An employee (anyone with a contract of employment) is entitled to bring a variety of contractual claims in the event of a breach, but what happens if the contract is illegal? The Employment Appeal Tribunal (EAT) said in Zarkasi v Anandita and Tan that a worker cannot enforce rights under a contract if it was illegal from the outset.

Basic facts

Ms Zarkasi, who was Indonesian, agreed to travel to the UK to work for two years for the daughter of her sister’s employer. She obtained an identity card, passport and tourist visa from the passport office in Jakarta by assuming a false identity.

She flew to London in March 2007 where she lived with her employers, caring for their son. At the end of the two years, she asked to return to Indonesia, but, after an argument with her employer who wanted her to stay longer, she agreed to stay until August 2009.

She left her employers’ house in August, went to a trafficking charity and brought a number of contractual claims as well as a claim for race discrimination.

Although Ms Zarkasi accepted that her contract was unenforceable because it was illegal, she argued that as a trafficking victim, she was entitled to rely on the Council of Europe Convention on Action against Trafficking in Human Beings, which states that signatories should provide victims of trafficking with the right to compensation as part of their domestic laws.

Tribunal decision

Finding that Ms Zarkasi had freely and voluntarily taken part in arrangements to enter the UK by pretending to be someone else, the Tribunal said her contract was unlawful and therefore unenforceable.

She could not, however, rely on the convention because, as a statutory body, it did not have the jurisdiction to hear a claim under the convention and did not therefore consider whether she was a victim of trafficking or not.

In considering her claims under the Race Relations Act 1976 (now part of the Equality Act 2010), it said that the correct comparator would be someone who was also in the country illegally and who was employed illegally.

The reason she had been exploited was not because she was Indonesian but because she was in the UK illegally and without the relevant work permit. This could not constitute a racial ground within the meaning of the Race Relations Act.

EAT decision

The EAT agreed with the Tribunal that the contractual claims could not succeed because to hold otherwise “would be to render a contract valid that legislation holds otherwise to be invalid”.

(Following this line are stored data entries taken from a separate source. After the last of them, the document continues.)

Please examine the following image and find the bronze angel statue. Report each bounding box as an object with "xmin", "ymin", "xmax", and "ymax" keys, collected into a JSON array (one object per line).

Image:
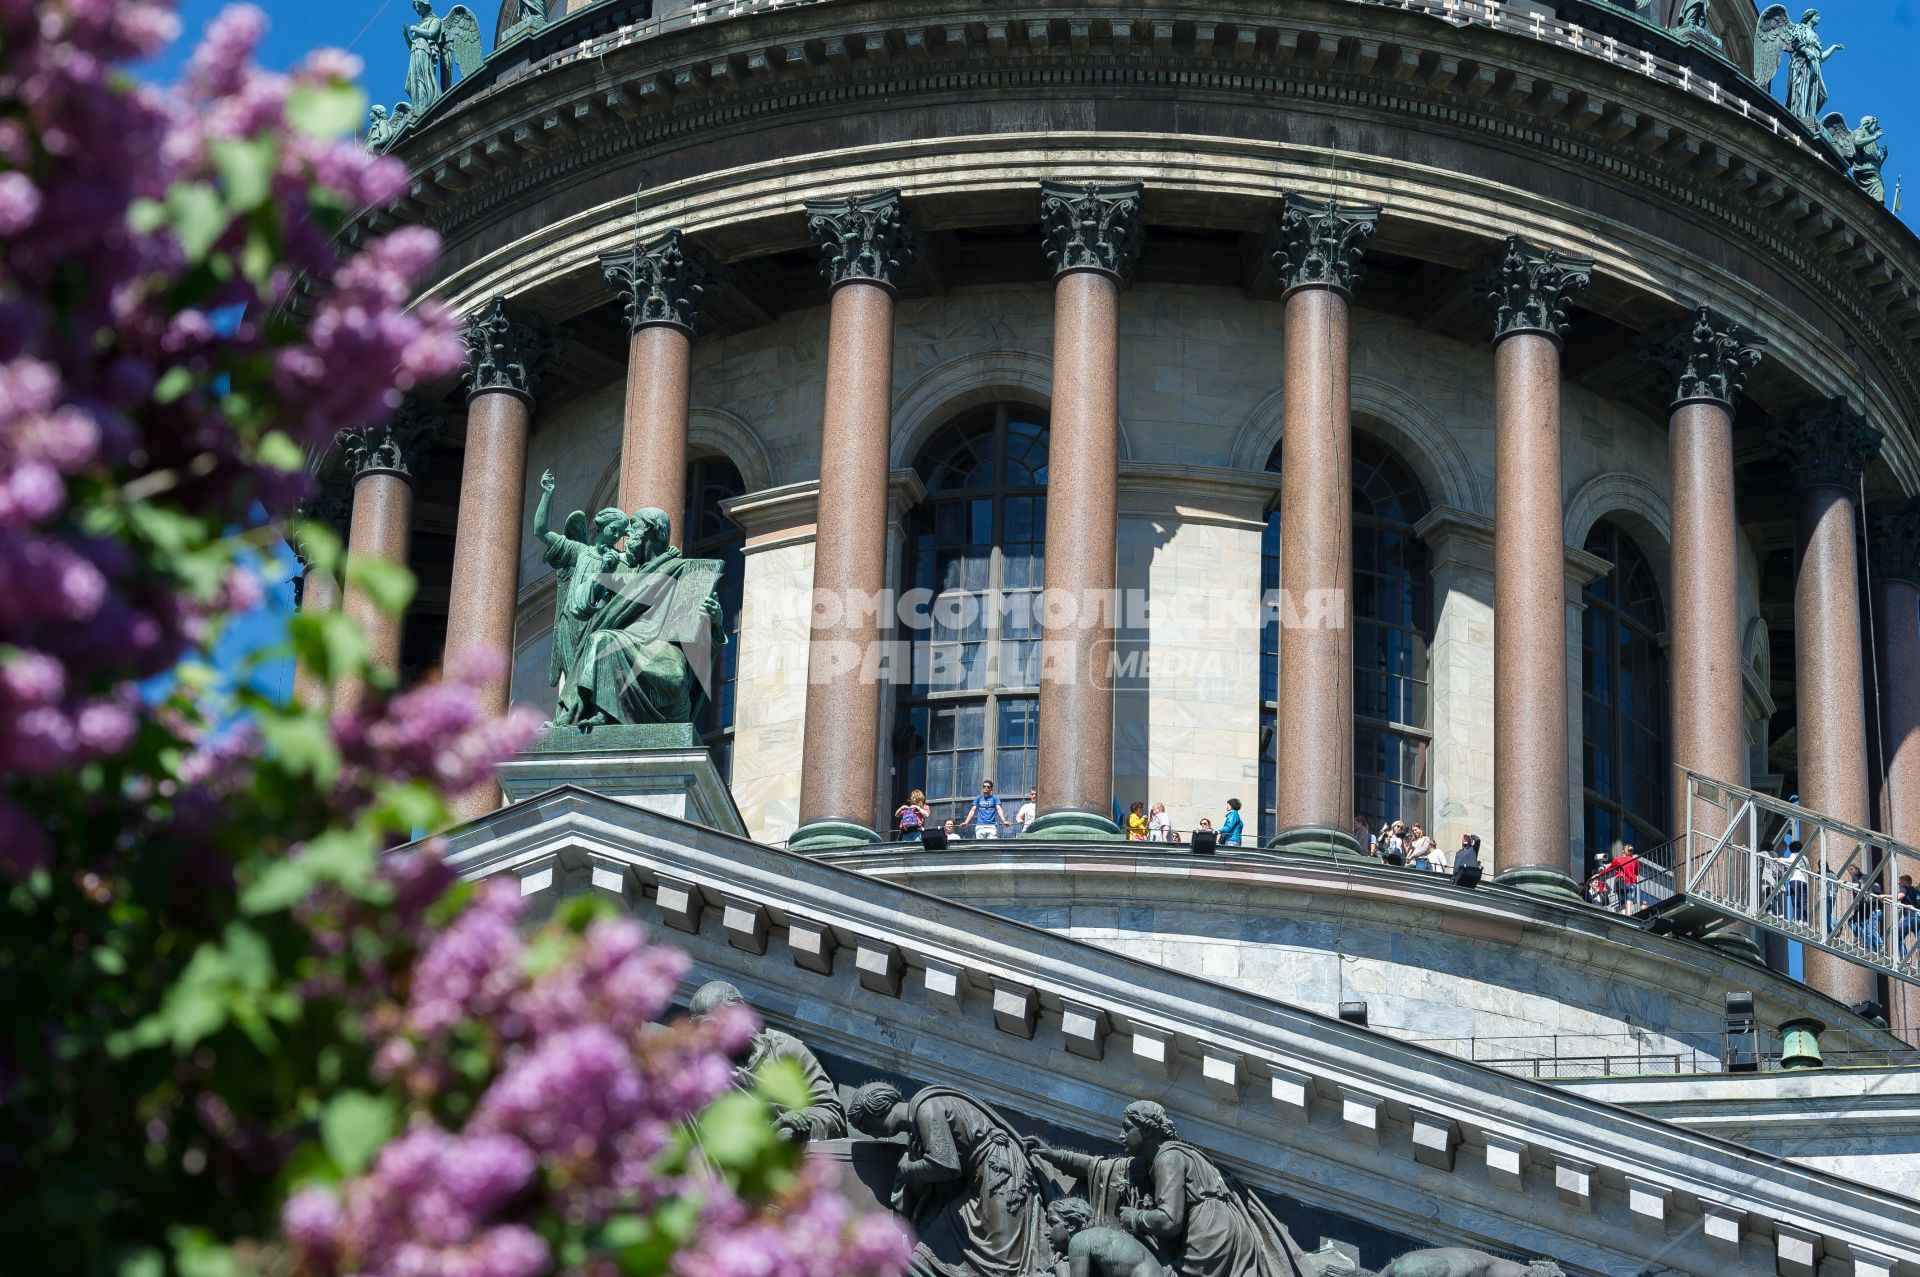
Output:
[
  {"xmin": 1822, "ymin": 112, "xmax": 1888, "ymax": 204},
  {"xmin": 1753, "ymin": 7, "xmax": 1844, "ymax": 127},
  {"xmin": 403, "ymin": 0, "xmax": 484, "ymax": 117}
]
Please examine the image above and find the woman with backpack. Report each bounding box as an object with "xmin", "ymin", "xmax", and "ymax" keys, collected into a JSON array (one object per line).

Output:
[{"xmin": 895, "ymin": 789, "xmax": 931, "ymax": 843}]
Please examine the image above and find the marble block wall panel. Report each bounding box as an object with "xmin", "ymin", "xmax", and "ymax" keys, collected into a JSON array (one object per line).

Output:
[
  {"xmin": 731, "ymin": 539, "xmax": 814, "ymax": 843},
  {"xmin": 1114, "ymin": 513, "xmax": 1265, "ymax": 826}
]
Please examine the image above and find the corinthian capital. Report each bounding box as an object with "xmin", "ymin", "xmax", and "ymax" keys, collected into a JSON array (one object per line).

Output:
[
  {"xmin": 1868, "ymin": 498, "xmax": 1920, "ymax": 586},
  {"xmin": 1040, "ymin": 180, "xmax": 1144, "ymax": 283},
  {"xmin": 1483, "ymin": 235, "xmax": 1594, "ymax": 345},
  {"xmin": 1767, "ymin": 397, "xmax": 1884, "ymax": 492},
  {"xmin": 1645, "ymin": 306, "xmax": 1768, "ymax": 406},
  {"xmin": 339, "ymin": 397, "xmax": 441, "ymax": 480},
  {"xmin": 600, "ymin": 231, "xmax": 727, "ymax": 336},
  {"xmin": 1267, "ymin": 192, "xmax": 1380, "ymax": 297},
  {"xmin": 462, "ymin": 298, "xmax": 562, "ymax": 402},
  {"xmin": 804, "ymin": 190, "xmax": 920, "ymax": 291}
]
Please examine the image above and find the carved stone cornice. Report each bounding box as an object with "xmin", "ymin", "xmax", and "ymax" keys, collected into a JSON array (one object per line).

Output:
[
  {"xmin": 1039, "ymin": 180, "xmax": 1144, "ymax": 284},
  {"xmin": 1644, "ymin": 305, "xmax": 1768, "ymax": 406},
  {"xmin": 803, "ymin": 190, "xmax": 919, "ymax": 292},
  {"xmin": 1867, "ymin": 498, "xmax": 1920, "ymax": 586},
  {"xmin": 340, "ymin": 397, "xmax": 441, "ymax": 481},
  {"xmin": 1266, "ymin": 192, "xmax": 1380, "ymax": 298},
  {"xmin": 1768, "ymin": 397, "xmax": 1885, "ymax": 492},
  {"xmin": 1482, "ymin": 235, "xmax": 1594, "ymax": 345},
  {"xmin": 599, "ymin": 230, "xmax": 726, "ymax": 336},
  {"xmin": 461, "ymin": 297, "xmax": 562, "ymax": 402}
]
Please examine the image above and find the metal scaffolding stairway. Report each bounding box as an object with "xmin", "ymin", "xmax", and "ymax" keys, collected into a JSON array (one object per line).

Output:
[{"xmin": 1632, "ymin": 773, "xmax": 1920, "ymax": 988}]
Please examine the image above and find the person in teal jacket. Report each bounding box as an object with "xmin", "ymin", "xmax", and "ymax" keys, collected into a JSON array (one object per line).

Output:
[{"xmin": 1219, "ymin": 798, "xmax": 1244, "ymax": 846}]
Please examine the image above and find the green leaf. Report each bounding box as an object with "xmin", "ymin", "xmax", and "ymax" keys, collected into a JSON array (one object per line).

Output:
[
  {"xmin": 320, "ymin": 1090, "xmax": 397, "ymax": 1176},
  {"xmin": 290, "ymin": 609, "xmax": 368, "ymax": 686},
  {"xmin": 256, "ymin": 430, "xmax": 304, "ymax": 473},
  {"xmin": 169, "ymin": 1228, "xmax": 239, "ymax": 1277},
  {"xmin": 692, "ymin": 1092, "xmax": 778, "ymax": 1171},
  {"xmin": 128, "ymin": 198, "xmax": 168, "ymax": 235},
  {"xmin": 302, "ymin": 829, "xmax": 379, "ymax": 896},
  {"xmin": 166, "ymin": 182, "xmax": 230, "ymax": 264},
  {"xmin": 287, "ymin": 82, "xmax": 369, "ymax": 141},
  {"xmin": 208, "ymin": 137, "xmax": 277, "ymax": 213},
  {"xmin": 345, "ymin": 555, "xmax": 416, "ymax": 618},
  {"xmin": 92, "ymin": 946, "xmax": 128, "ymax": 976},
  {"xmin": 753, "ymin": 1057, "xmax": 811, "ymax": 1116},
  {"xmin": 239, "ymin": 856, "xmax": 317, "ymax": 916},
  {"xmin": 368, "ymin": 779, "xmax": 445, "ymax": 835},
  {"xmin": 153, "ymin": 367, "xmax": 196, "ymax": 404},
  {"xmin": 291, "ymin": 519, "xmax": 344, "ymax": 579},
  {"xmin": 256, "ymin": 710, "xmax": 341, "ymax": 789}
]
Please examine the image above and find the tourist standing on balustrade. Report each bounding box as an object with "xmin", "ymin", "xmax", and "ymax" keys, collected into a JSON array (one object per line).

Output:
[
  {"xmin": 961, "ymin": 779, "xmax": 1008, "ymax": 840},
  {"xmin": 1016, "ymin": 786, "xmax": 1037, "ymax": 835},
  {"xmin": 1453, "ymin": 835, "xmax": 1483, "ymax": 888},
  {"xmin": 895, "ymin": 788, "xmax": 929, "ymax": 843},
  {"xmin": 1409, "ymin": 824, "xmax": 1437, "ymax": 872},
  {"xmin": 1127, "ymin": 801, "xmax": 1148, "ymax": 842},
  {"xmin": 1149, "ymin": 803, "xmax": 1172, "ymax": 843},
  {"xmin": 1219, "ymin": 799, "xmax": 1244, "ymax": 847},
  {"xmin": 1379, "ymin": 821, "xmax": 1409, "ymax": 866}
]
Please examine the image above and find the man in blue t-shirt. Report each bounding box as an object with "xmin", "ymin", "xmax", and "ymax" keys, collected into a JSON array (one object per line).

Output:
[
  {"xmin": 1219, "ymin": 798, "xmax": 1244, "ymax": 846},
  {"xmin": 960, "ymin": 779, "xmax": 1007, "ymax": 839}
]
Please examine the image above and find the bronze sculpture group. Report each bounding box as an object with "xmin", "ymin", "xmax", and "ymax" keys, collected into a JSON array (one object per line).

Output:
[
  {"xmin": 535, "ymin": 469, "xmax": 725, "ymax": 730},
  {"xmin": 368, "ymin": 1, "xmax": 483, "ymax": 152},
  {"xmin": 683, "ymin": 981, "xmax": 1561, "ymax": 1277}
]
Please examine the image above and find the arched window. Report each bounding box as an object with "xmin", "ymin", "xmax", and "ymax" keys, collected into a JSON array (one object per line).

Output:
[
  {"xmin": 1581, "ymin": 520, "xmax": 1669, "ymax": 869},
  {"xmin": 1260, "ymin": 435, "xmax": 1432, "ymax": 841},
  {"xmin": 893, "ymin": 404, "xmax": 1048, "ymax": 828},
  {"xmin": 685, "ymin": 457, "xmax": 745, "ymax": 780}
]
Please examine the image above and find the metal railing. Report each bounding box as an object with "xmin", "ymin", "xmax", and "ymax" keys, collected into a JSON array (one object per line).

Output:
[
  {"xmin": 1681, "ymin": 773, "xmax": 1920, "ymax": 987},
  {"xmin": 1392, "ymin": 1031, "xmax": 1716, "ymax": 1079}
]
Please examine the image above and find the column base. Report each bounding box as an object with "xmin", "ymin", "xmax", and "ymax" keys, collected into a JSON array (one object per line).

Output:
[
  {"xmin": 788, "ymin": 819, "xmax": 885, "ymax": 852},
  {"xmin": 1266, "ymin": 824, "xmax": 1365, "ymax": 861},
  {"xmin": 1491, "ymin": 866, "xmax": 1586, "ymax": 905},
  {"xmin": 1020, "ymin": 809, "xmax": 1123, "ymax": 840},
  {"xmin": 1697, "ymin": 929, "xmax": 1769, "ymax": 968}
]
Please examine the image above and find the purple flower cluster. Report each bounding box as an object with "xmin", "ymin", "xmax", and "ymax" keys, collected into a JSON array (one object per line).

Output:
[
  {"xmin": 289, "ymin": 885, "xmax": 909, "ymax": 1277},
  {"xmin": 334, "ymin": 649, "xmax": 544, "ymax": 805},
  {"xmin": 0, "ymin": 1, "xmax": 465, "ymax": 871}
]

Although it agreed that the public policy of a state “must necessarily include respect for and taking proper account of [its] international obligations”, the Tribunal was right not to hold that a contract was lawful “as a matter of discretion or interpretation” when it was obvious that it was not.

If, however, it could be persuaded that the Tribunal did make an error of law in its approach to the convention, and should have made conclusions specifically about trafficking, the EAT said that her claim would still not succeed.

This was because, on the facts found by the Tribunal (that she entered the UK freely and willingly), she did not fit the definition of trafficking in human beings under article 4 which includes the use of threats or other forms of coercion or abduction.

Finally, with regard to the race relations claim, the EAT said that the Tribunal was entitled to conclude that the proper comparator was somebody who had no right to work or remain in the UK and that as a matter of fact, her treatment “had nothing to do with her nationality”.